Regresaron al coche en silencio, cada cual encerrado en el solitario reducto de sus pensamientos, y cargaron los diversos materiales del equipo. Al llegar a la superficie Snook no se había sorprendido de ver el cielo encapotado, anticipo de las lluvias de temporada que durarían aproximadamente dos semanas. Era como si el mundo estuviera tratando de adaptarse a su visión de Averno, disponiéndose a recibir a los visitantes. Tiritó y se frotó las manos, descubrió así que tenía la mano y el antebrazo derechos entumecidos y cansados. El grupo subió al coche, con Ambrose al volante, y el pesado silencio se prolongó hasta que atravesaron el portón de entrada a la mina.

— El teléfono de Gil está fuera de servicio — dijo Ambrose, vuelto hacia Helig—. Supongo que lo primero que tendríamos que hacer es pedirle a usted que nos consiga otro.

Helig sonrió con complacencia y bajó los párpados más que de costumbre.

— No es necesario, muchacho. Estoy acostumbrado a que los teléfonos sufran averías misteriosas dondequiera que voy en estos días… Así que he traído un trasmisor de radio — se palpó el bolsillo de la chaqueta—. Pasaré mi artículo a través de un colega de Matsa. Todo lo que necesito es sentarme veinte minutos en paz.

— Eso no será difícil de arreglar. ¿Escribirá el artículo antes, para que yo lo revise?

— Lo siento… No es mi método de trabajo.

— Creí que preferiría que le controlara la nomenclatura científica…

— Ya he tomado todas las medidas necesarias — Helig miró provocadoramente a Ambrose—. Además, la nomenclatura científica no es importante… Aquí lo que vale es la noticia.

Ambrose se encogió de hombros y conectó los limpiaparabrisas cuando las primeras gotas de lluvia empezaron a estrellarse contra los sucios cristales.
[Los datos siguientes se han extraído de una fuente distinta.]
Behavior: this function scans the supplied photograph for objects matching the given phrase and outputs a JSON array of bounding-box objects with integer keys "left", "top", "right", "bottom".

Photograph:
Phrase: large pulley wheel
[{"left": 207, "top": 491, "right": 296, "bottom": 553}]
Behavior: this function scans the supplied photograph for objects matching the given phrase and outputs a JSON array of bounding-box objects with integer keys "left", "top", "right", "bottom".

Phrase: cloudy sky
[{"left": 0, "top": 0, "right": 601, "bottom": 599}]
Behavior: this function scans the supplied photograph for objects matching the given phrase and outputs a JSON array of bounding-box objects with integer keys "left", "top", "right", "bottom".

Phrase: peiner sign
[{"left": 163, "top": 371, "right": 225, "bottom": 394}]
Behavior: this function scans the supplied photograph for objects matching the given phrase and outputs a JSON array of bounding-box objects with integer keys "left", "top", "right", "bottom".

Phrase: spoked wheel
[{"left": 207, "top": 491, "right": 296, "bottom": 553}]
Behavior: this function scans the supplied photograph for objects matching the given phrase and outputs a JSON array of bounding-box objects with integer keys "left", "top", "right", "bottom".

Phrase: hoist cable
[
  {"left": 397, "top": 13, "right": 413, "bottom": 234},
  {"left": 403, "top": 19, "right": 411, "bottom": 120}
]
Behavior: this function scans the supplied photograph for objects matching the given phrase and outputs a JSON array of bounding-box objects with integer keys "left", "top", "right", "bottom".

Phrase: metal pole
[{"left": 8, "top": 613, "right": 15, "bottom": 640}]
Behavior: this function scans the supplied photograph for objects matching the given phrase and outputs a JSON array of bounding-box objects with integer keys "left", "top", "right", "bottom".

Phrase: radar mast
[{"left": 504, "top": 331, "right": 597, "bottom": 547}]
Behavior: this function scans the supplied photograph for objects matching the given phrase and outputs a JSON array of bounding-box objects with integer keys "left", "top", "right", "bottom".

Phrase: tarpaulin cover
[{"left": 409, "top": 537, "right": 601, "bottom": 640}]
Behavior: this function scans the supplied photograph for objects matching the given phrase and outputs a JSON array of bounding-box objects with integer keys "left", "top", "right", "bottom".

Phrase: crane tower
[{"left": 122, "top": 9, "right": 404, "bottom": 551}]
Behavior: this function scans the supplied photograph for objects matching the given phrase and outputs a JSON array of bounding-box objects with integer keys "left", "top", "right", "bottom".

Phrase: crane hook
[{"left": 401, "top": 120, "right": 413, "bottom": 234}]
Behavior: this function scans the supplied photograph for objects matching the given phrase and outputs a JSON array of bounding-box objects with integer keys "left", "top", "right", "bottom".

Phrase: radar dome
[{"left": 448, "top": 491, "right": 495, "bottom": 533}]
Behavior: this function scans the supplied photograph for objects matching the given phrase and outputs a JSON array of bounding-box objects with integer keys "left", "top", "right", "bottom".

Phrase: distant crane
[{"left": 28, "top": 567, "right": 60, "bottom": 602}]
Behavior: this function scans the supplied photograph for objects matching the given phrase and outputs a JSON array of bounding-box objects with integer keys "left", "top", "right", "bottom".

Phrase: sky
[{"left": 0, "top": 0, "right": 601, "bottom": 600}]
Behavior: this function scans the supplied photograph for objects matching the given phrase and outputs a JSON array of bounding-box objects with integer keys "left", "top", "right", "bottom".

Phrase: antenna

El polvo se disolvió momentáneamente en dos borrones pardos que desaparecieron cuando la lluvia arreció. Hubo otro silencio que duró hasta que llegaron al bungalow, y en ese instante Ambrose se volvió en el asiento y le tocó la rodilla a Quig. El joven, que había estado cabeceando con los ojos cerrados, se sobresaltó.

— ¿Dijiste que tenías un amigo en el laboratorio de la nueva planta de energía? — le preguntó Ambrose.

— Sí. Jack Postlethwaite. Terminó la carrera al mismo tiempo que Benny y yo.

— ¿Estás seguro de que tiene una máquina Moncaster en el laboratorio?

— Creo que sí. ¿No es algo parecido a un generador de señales, salvo que produce diferentes campos de radiación?

— Exacto — Ambrose tomó las llaves de encendido del panel del coche y se las arrojó a Quig—. Des, quiero que tú y Benny toméis mi coche, vayáis hasta la planta ahora mismo y le alquiléis esa máquina a tu amigo.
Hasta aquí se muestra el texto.